EDITORIAL

La "fábrica de mentiras"

En estos tiempos de “posverdad”, gobernantes del Frente Amplio insisten en distorsionar la realidad ante una opinión pública cada vez más renuente a creerles.

Le dicen "posverdad", pero en realidad es una forma moderna de aludir a las mentiras, sobre todo a las mentiras políticas. Esa palabra, que ya figura en algún diccionario, describe un estado de cosas en donde la emoción o las creencias personales inducen a la gente a aceptar la información falsa y descartar la veraz. Para peor, como escribió George Orwell "el lenguaje político tiene como objetivo hacer que las mentiras suenen verdaderas", un comentario válido en un país gobernado por el Frente Amplio en donde abundan muestras del uso oficial de ese recurso retórico.

En la lista de mentiras hay algunas fáciles de desmontar como la perpetrada por el senador frentista Leonardo de León, exdirectivo de ALUR, empresa sucroalcoholera subsidiaria de Ancap que sigue perdiendo plata a raudales. Al denunciarse que durante una década esa empresa le pagó un "plus" a los cañeros de Artigas sin aportar al BPS, de León alegó que se hacía así porque eran donaciones. Los propios documentos de ALUR lo desmintieron pues las partidas se documentaban como complementos salariales y se debían pagar los aportes.

En el mismo caso el ministro de Trabajo y Seguridad Social, Ernesto Murro, quiso minimizar el problema diciendo que era poquita la plata que se daba a los cañeros, pero le demostraron que el monto total era multimillonario. Su actitud fue parecida a la de Tabaré Vázquez cuando quiso quitarle fuego a las denuncias sobre delitos cometidos en el Fonasa diciendo que eran estafas por pequeñas cantidades y con poca gente implicada, cosa que la investigación judicial contradice gradualmente.

Aunque se comprende que los gobernantes traten de achicar el daño y los costos políticos de los yerros de sus correligionarios, el límite está en la capacidad de la gente de creer lo que le informan desde el gobierno. Entre nosotros es claro que el margen de credulidad se ha ido achicando a partir del desengaño que en la opinión pública, incluidas las huestes frenteamplistas, produjeron embustes colosales como el referido al título de licenciado esgrimido por Raúl Sendic que hasta ahora —excepto la senadora Lucía Topolansky— nadie vio.

Similar decepción produjo evocar al actual presidente de la República anunciando en su campaña electoral que no tenía "ni planificado ni en el horizonte ningún incremento de la carga impositiva a la población", algo que incumplió en reiteración real. O escuchar a la ministra María Julia Muñoz y a las autoridades de la enseñanza clamar a coro que se está cambiando "el ADN de la educación". O al ministro Eduardo Bonomi exhibir cifras sospechosas sobre la publicitada reducción de ciertos delitos. O a los legisladores del gobierno que sostienen a rabiar que no hay motivos para desconfiar de los negocios realizados entre Uruguay y Venezuela.

Más allá de sus emociones y creencias personales la gente va comprendiendo que la realidad que le pintan desde arriba es inexacta, sin que les plazca aceptarla siquiera como "posverdad". La "fábrica de mentiras" como la llamaba Goebbels, un siniestro experto en la materia, agota sus posibilidades. Una sección de este diario titulada "¿Nos dicen la verdad?", suele desenmascarar afirmaciones infundadas de los políticos, muchas de las cuales vienen del gobierno. Eso pasó con un reciente comentario del ministro Murro, formulado para criticar retroactivamente a los gobiernos de la década del noventa incluido el del Partido Nacional (1990-95) que fue desmentido en sus cifras por los autores de esa sección, estudiantes de Ciencias Políticas.
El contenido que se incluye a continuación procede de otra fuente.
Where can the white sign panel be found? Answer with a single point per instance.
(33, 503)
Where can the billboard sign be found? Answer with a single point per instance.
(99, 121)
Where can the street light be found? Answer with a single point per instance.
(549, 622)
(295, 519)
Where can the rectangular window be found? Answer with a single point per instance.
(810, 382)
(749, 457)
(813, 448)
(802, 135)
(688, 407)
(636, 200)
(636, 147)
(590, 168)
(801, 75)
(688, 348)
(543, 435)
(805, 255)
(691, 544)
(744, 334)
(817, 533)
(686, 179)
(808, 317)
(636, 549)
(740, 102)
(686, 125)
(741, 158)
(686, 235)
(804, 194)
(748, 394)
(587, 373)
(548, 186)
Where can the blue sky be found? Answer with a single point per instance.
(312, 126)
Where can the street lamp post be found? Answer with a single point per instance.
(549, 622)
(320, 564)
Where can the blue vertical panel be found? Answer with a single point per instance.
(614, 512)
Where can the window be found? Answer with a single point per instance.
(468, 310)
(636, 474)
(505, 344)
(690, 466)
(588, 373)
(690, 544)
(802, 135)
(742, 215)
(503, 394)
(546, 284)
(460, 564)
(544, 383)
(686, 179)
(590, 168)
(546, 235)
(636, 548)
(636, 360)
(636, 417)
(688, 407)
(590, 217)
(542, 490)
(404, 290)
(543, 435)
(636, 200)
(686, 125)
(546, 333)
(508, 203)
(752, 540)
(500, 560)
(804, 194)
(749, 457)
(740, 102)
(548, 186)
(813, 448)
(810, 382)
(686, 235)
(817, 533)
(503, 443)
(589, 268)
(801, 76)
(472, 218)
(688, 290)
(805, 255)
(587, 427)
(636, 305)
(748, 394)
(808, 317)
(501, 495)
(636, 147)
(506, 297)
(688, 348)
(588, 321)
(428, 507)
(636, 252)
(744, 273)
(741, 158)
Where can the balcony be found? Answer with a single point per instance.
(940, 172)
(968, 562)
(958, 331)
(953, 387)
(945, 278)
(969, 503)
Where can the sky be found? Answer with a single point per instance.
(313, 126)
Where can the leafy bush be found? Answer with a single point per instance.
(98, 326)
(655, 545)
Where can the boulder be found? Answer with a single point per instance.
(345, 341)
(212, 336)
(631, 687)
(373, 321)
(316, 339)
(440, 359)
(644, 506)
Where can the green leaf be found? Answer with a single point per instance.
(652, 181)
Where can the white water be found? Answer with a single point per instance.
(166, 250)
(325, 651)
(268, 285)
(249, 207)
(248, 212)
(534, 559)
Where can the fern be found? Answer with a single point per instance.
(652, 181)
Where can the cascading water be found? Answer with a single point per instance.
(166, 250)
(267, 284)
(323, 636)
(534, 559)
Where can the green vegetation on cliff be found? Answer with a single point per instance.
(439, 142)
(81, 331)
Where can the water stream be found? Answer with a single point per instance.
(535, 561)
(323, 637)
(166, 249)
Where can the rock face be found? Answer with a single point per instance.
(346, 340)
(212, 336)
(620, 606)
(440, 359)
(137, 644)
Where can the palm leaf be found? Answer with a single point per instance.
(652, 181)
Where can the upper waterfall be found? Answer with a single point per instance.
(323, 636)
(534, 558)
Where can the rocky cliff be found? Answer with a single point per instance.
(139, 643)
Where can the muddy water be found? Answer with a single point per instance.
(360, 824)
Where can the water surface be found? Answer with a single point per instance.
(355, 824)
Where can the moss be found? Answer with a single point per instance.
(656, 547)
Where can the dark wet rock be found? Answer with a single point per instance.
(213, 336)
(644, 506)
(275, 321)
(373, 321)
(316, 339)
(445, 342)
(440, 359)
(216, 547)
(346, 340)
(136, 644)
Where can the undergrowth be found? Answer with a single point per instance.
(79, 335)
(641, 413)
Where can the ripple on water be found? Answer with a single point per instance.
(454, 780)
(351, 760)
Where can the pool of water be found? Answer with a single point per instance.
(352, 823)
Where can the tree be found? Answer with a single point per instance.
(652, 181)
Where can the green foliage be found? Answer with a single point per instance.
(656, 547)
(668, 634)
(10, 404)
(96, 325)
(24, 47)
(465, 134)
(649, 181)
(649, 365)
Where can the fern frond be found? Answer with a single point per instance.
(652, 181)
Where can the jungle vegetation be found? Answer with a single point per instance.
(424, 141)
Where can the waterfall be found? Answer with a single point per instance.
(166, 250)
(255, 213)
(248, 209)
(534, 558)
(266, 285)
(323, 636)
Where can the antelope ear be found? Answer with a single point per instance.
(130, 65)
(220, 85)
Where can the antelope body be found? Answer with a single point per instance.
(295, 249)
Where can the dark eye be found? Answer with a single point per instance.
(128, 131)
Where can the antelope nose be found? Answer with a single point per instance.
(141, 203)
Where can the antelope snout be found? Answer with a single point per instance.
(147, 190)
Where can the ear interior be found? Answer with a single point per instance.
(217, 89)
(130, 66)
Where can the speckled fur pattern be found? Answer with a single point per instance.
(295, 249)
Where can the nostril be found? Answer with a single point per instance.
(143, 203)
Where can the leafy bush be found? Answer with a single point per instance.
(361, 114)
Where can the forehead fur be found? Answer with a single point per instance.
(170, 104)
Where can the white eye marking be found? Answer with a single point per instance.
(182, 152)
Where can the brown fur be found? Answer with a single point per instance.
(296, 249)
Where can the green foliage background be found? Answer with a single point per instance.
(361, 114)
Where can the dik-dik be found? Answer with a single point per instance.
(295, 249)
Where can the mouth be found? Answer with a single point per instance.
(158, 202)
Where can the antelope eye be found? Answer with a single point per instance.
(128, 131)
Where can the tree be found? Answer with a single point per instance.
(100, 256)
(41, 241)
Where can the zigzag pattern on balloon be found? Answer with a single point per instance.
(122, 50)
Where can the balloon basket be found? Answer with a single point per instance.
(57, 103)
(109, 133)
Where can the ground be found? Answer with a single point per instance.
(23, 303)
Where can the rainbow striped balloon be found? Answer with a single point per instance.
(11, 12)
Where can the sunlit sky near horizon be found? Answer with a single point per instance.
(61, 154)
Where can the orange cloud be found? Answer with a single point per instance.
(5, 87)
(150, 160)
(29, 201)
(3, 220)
Contener el avance de la mentira es uno de los desafíos de las sociedades modernas, expuestas a recibir versiones inciertas de la realidad a través de las incontrolables redes sociales, en donde el anonimato propicia la difusión de mensajes falsos. A ese torrente se añade la acción deliberada de interesados en distorsionar la verdad por razones políticas. Hace poco, tras la publicación de un libro sobre el extinto ministro Eleuterio Fernández Huidobro, se decía que él había reescrito la historia tupamara para hacerla más potable en tiempos de democracia. De esa historia el MLN surgía como un movimiento que luchó para defender la democracia y que fue reprimido por la dictadura, una mentira flagrante porque los tupamaros se alzaron contra la democracia para instaurar una dictadura de tipo castrista.

En fin, por más que se las arrope con la palabra "posverdad" las mentiras captan cada vez menos incautos porque, como fue dicho, se puede engañar a algunos en ciertos momentos pero no se puede engañar a todos todo el tiempo.